Le hemos cantado a la muerte, la antesala del reencuentro con la Amada; le hemos cantado a la vida verdadera tras cruzar el umbral de la extinción de este mundo sensible; y ahora le queremos cantar al amor, que es lo que queda cuando la realidad iláhica (trascendente) se muestra tal cual es, tras el desvanecimiento de la ilusión de que exista alguna realidad que no sea la Suya.

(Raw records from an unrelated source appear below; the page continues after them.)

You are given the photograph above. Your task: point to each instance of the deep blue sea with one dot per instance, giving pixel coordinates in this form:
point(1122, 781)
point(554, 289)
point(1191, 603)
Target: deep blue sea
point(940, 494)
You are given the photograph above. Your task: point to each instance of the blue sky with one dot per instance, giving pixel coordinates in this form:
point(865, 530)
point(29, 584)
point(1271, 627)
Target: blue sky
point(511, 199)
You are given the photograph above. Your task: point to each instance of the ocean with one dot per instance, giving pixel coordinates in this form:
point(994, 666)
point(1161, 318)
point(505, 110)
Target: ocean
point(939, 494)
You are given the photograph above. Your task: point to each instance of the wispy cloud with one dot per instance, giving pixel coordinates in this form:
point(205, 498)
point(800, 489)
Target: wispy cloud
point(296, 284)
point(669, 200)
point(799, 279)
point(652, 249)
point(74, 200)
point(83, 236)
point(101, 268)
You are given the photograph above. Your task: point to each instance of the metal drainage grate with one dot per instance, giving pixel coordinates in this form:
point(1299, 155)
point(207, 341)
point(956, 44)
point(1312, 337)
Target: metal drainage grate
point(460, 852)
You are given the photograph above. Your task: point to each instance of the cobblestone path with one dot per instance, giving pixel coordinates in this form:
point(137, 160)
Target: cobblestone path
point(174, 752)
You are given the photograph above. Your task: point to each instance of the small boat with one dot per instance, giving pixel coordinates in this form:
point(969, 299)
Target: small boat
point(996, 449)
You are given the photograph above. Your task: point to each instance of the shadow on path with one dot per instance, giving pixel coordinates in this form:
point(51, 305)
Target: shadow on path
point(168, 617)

El ateo hombre moderno, desquiciado ante la falta de una guía moral que establezca sus pasos en pos del cumplimiento de aquello para lo que fue creado, trata desesperadamente de llenar su vació existencial con todo tipo de distracciones, a cada cual más dañina, con tal de enmascarar el sobrecogedor asombro al que se asoma la consciencia que intuye el abismo de su propia nada frente a la portentosa realidad del Dueño y Señor de todos los mundos. Esa descorazonadora zozobra espiritual de no saber quién es ni para qué fue creado siempre acompaña al ser humano, pues dicha insatisfacción existencial responde a la perpetua llamada de fitrah (la naturaleza primordial que hizo de molde para la creación del hombre), la cual no cesa de agujerear la consciencia por más que nos empeñemos en taponar sus brechas con las distracciones que nos pueda ofrecer el mundo sensible. Como resultado, la vida del hombre moderno no es más que una encadenación de sufrimientos, y su muerte una enorme tragedia. Justo lo contrario que ocurre con el mumin, el creyente, cuya vida es una concatenación de oportunidades para seguir ahondando en el conocimiento de su Señor, y la muerta una celebración por la cercanía del reencuentro con el Amigo Íntimo. Una vez que se vislumbran las primeras luces por los surcos abiertos que el recuerdo de Allah va entretejiendo sobre el entramado de la consciencia, ya no hay marcha atrás. En lugar de taponar con distracciones esas fisuras por las que se asoma el abismo, el creyente aprende a nutrirse de él, de esa insondable presencia que poco a poco lo va inundando todo hasta no quedar más que la expresión del amor puro como fruto maduro del conocimiento de la realidad iláhica (trascendente). Llegado a ese punto ya no hay muerte, ni hay vida, tan solo una celebración perpetua.
UN CANTO AL AMOR
Se perfiló la mirada y halló la imagen fiel de la amiga íntima
Que en la distancia clarea anunciando la buena nueva
Del feliz reencuentro.
Desde que hice del olvido de mí mismo mi inseparable compañero
Ella no deja de desplegar para este pobre menesteroso sus encantos,
Por cuyos aromas me embriago; trastocándose así la pena en alegría.
*
Entonces me alzo y saboreo en incomparable visión
Los frutos que cohabitan en su regazo,
Perdiendo de vista todo rastro de alteridad
Hasta situarme -tras el desfallecimiento-
En el centro mismo del habitáculo de todas Sus luces.
Después vuelvo y hago de estos jirones de hombre
El motivo de mi orgullo ante la asamblea de los pobres,
De los inútiles y de los enamorados.
*
Por ti, Layla, morí y nací a la vida,
Y loco de amor me hallo en este deambular eterno
Hasta que lo no nacido que habita en mi
Reclame para sí cada uno de mis fragmentos.